Get error when I run spark-tensorflow-connector example...
Xiaoxiong-Liu opened this issue · 1 comments
Xiaoxiong-Liu commented
when I run the spark-tensorflow-connector example code:
from pyspark.sql.types import *
path = "test-output.tfrecord"
fields = [StructField("id", IntegerType()), StructField("IntegerCol", IntegerType()),
StructField("LongCol", LongType()), StructField("FloatCol", FloatType()),
StructField("DoubleCol", DoubleType()), StructField("VectorCol", ArrayType(DoubleType(), True)),
StructField("StringCol", StringType())]
schema = StructType(fields)
test_rows = [[11, 1, 23, 10.0, 14.0, [1.0, 2.0], "r1"], [21, 2, 24, 12.0, 15.0, [2.0, 2.0], "r2"]]
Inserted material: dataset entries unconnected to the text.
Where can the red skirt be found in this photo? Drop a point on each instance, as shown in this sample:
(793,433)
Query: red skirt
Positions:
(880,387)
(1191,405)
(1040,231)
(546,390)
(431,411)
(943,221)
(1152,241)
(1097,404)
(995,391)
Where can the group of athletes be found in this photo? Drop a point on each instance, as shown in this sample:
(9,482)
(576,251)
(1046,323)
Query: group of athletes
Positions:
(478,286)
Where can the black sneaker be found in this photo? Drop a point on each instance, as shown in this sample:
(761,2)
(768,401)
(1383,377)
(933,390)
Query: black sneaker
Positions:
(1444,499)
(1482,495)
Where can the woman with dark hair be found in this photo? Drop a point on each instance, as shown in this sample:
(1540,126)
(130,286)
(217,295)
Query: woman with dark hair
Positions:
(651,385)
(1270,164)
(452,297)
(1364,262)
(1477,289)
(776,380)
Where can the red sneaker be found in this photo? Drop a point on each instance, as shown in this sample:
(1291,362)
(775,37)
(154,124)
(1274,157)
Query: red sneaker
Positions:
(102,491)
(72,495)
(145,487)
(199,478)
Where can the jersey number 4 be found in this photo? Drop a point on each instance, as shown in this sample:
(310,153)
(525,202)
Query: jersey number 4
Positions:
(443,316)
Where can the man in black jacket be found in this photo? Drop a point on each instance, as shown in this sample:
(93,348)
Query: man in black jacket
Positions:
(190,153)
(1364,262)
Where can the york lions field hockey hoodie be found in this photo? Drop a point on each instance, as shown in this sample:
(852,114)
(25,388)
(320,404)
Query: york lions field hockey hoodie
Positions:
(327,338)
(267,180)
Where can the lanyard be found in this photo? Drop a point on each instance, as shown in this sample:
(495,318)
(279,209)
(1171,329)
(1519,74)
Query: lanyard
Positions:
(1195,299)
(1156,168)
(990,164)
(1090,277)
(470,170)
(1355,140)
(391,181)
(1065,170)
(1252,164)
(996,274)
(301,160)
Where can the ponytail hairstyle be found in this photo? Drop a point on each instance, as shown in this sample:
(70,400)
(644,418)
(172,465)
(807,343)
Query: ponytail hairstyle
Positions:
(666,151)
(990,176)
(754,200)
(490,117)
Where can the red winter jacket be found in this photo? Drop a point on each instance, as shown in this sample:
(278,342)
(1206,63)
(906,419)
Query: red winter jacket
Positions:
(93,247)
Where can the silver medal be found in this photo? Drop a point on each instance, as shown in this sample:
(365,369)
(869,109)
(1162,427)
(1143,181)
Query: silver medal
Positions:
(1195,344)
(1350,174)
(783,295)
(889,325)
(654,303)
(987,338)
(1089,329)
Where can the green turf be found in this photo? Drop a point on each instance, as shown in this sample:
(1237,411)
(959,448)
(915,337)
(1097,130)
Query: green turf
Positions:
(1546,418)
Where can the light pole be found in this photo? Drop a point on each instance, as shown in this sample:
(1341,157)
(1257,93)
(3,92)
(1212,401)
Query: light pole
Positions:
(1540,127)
rdd = spark.sparkContext.parallelize(test_rows)
df = spark.createDataFrame(rdd, schema)
df.write.format("tfrecords").option("recordType", "Example").save(path)
df = spark.read.format("tfrecords").option("recordType", "Example").load(path)
df.show()
I got this error:
---------------------------------------------------------------------------
Py4JJavaError Traceback (most recent call last)
<ipython-input-6-022e71162f7a> in <module>
----> 1 df.write.format("tfrecords").mode('overwrite').option("recordType", "Example").save(path)
2
/software/servers/10k/mart_scr/spark/python/pyspark/sql/readwriter.py in save(self, path, format, mode, partitionBy, **options)
737 self._jwrite.save()
738 else:
--> 739 self._jwrite.save(path)
740
741 @since(1.4)
/software/servers/10k/mart_scr/spark/python/lib/py4j-0.10.7-src.zip/py4j/java_gateway.py in __call__(self, *args)
1255 answer = self.gateway_client.send_command(command)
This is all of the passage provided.